Jestem za dialogiem i przekonywaniem ludzi. Wyjściowe podejście Polaków do szczepień było kiepskie, a w tej chwili w części kręgów związanych z PiS-em wątpi się w szczepienia. Trzeba było organizować transport i docierać do starszych ludzi, a nie robić takie rzeczy. To, co powiedział Macron, jest pewną ostatecznością, ale może trzeba będzie w pewnym momencie podjąć tę decyzję.
Posłowie PiS, pani Siarkowska i pan Kowalski interweniowali publicznie do jednym z domów dzieci ws. rzekomego zmuszanych do szczepień, a państwo Elbanowscy zbierają podpisy w internecie przeciwko szczepieniu dzieci na Covid i zdalnej nauce. Nie ma pan wrażenia, że to się kłóci z polityką rządu?

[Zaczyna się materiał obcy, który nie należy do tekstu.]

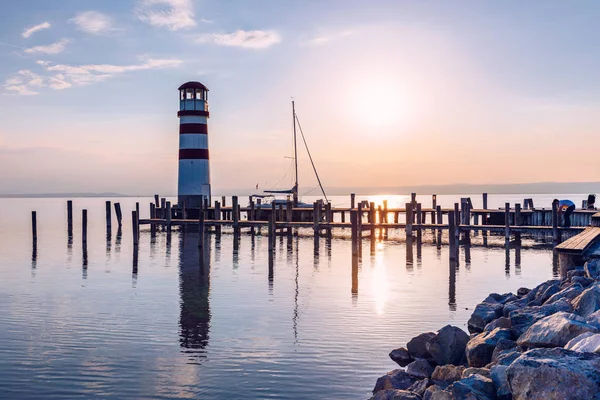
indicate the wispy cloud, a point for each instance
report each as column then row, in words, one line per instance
column 93, row 22
column 64, row 76
column 30, row 31
column 248, row 39
column 326, row 38
column 171, row 14
column 54, row 48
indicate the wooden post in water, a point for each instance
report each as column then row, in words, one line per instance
column 555, row 232
column 507, row 221
column 409, row 219
column 235, row 216
column 34, row 227
column 70, row 218
column 134, row 227
column 84, row 226
column 108, row 219
column 518, row 220
column 120, row 215
column 168, row 211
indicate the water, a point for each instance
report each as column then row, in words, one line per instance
column 312, row 326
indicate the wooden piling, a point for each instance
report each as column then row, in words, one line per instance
column 70, row 218
column 34, row 226
column 507, row 221
column 409, row 219
column 134, row 227
column 84, row 226
column 119, row 215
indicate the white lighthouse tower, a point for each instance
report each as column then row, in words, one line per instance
column 194, row 171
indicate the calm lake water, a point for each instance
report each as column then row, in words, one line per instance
column 311, row 326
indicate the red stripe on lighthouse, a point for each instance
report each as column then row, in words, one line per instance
column 193, row 154
column 193, row 128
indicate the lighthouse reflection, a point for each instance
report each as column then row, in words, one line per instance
column 194, row 290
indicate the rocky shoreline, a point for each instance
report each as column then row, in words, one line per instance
column 538, row 344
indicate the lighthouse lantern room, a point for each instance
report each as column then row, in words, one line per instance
column 194, row 170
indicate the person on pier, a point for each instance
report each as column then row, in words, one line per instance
column 565, row 207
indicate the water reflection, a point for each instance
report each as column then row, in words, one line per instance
column 194, row 290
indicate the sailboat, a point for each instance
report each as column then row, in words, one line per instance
column 268, row 198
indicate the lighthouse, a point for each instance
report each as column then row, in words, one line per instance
column 194, row 170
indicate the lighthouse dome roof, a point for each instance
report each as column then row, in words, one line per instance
column 192, row 85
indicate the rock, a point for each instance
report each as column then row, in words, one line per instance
column 479, row 371
column 555, row 331
column 570, row 292
column 501, row 322
column 594, row 319
column 498, row 376
column 446, row 374
column 421, row 386
column 586, row 342
column 575, row 272
column 396, row 379
column 522, row 319
column 582, row 280
column 448, row 345
column 484, row 313
column 420, row 368
column 555, row 374
column 417, row 347
column 395, row 394
column 479, row 350
column 592, row 268
column 501, row 347
column 401, row 357
column 475, row 387
column 587, row 302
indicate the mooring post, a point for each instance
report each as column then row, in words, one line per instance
column 84, row 226
column 354, row 223
column 168, row 212
column 108, row 218
column 134, row 227
column 201, row 232
column 409, row 219
column 70, row 218
column 518, row 219
column 555, row 232
column 507, row 221
column 34, row 227
column 120, row 215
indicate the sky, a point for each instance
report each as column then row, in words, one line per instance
column 388, row 93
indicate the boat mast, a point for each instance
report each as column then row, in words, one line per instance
column 295, row 194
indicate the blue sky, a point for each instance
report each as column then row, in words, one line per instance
column 419, row 91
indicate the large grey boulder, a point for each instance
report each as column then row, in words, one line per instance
column 483, row 314
column 586, row 342
column 395, row 394
column 475, row 387
column 479, row 350
column 592, row 268
column 502, row 322
column 417, row 346
column 555, row 374
column 448, row 345
column 446, row 374
column 570, row 292
column 587, row 302
column 400, row 356
column 498, row 376
column 555, row 331
column 396, row 379
column 522, row 319
column 420, row 368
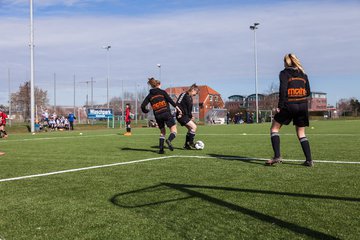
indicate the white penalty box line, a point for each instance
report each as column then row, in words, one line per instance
column 160, row 158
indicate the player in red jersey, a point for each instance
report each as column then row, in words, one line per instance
column 128, row 120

Zdecydowanie się kłóci. W niektórych kręgach PiS-u bierze górę pewien rys, który niekoniecznie bierze się wiedzy. Jeżeli mamy do wyboru zamknięcie kraju lub szczepienie, to wybrałbym szczepienie. Gwałtem na społeczeństwie i gospodarce jest właśnie lockdown. Mamy szczepienie jako alternatywę – nie ma innej. Są nowe leki sprawdzane, ale nie znalazły jeszcze potwierdzenia. W ręku mamy narzędzie, na którym nam bardzo zależało, i wszystkie nasze działania były podyktowane chęcią doczołgania się społeczeństwa do momentu posiadania szczepionek. W pierwszych miesiącach nie udało się zaszczepić dużej liczby osób, bo była za mała podaż szczepionek. Teraz słyszę, że jesteśmy tak wspaniałym krajem, że będziemy nadmiar szczepionek wysyłać do biedniejszych krajów, by szczepionki nie straciły przydatności. Jest to bardzo szlachetne, ale przecież mamy cały czas dużo poniżej połowy osób zaszczepionych dwa razy, co jest konieczne przy nowym wariancie delta, który niewątpliwie nas opanuje. Nie wiemy, jaki typ wirusa pojawia się u nowych chorych, ale już teraz widzę na Mazurach wiele samochodów z rejestracją brytyjską i to, że łączymy się z ludźmi na świecie, jest nieuniknione. Za to płacimy cenę, ale moglibyśmy mniejszą – nie musimy być znowu liderami w dziennych liczbach śmierci, a tak było. W Wielkiej Brytanii w tej chwili jest dwadzieścia parę tysięcy zachorowań i dwadzieścia parę umierających. U nas do niedawna było dwustu nowych chorych i kilkudziesięciu zmarłych, czyli więcej niż w Wielkiej Brytanii, zupełnie innym rzędzie wielkości zachorowań. Dlaczego tak jest, no nie dlatego, że jest inny klimat, tylko dlatego, że byli efektywnie zaszczepieni. Jeżeli to nie wystarcza, to może będzie trzeba sięgnąć po tak drastyczne środki, by nie sięgać po jeszcze drastyczniejsze, czyli by nie zamykać społeczeństwa.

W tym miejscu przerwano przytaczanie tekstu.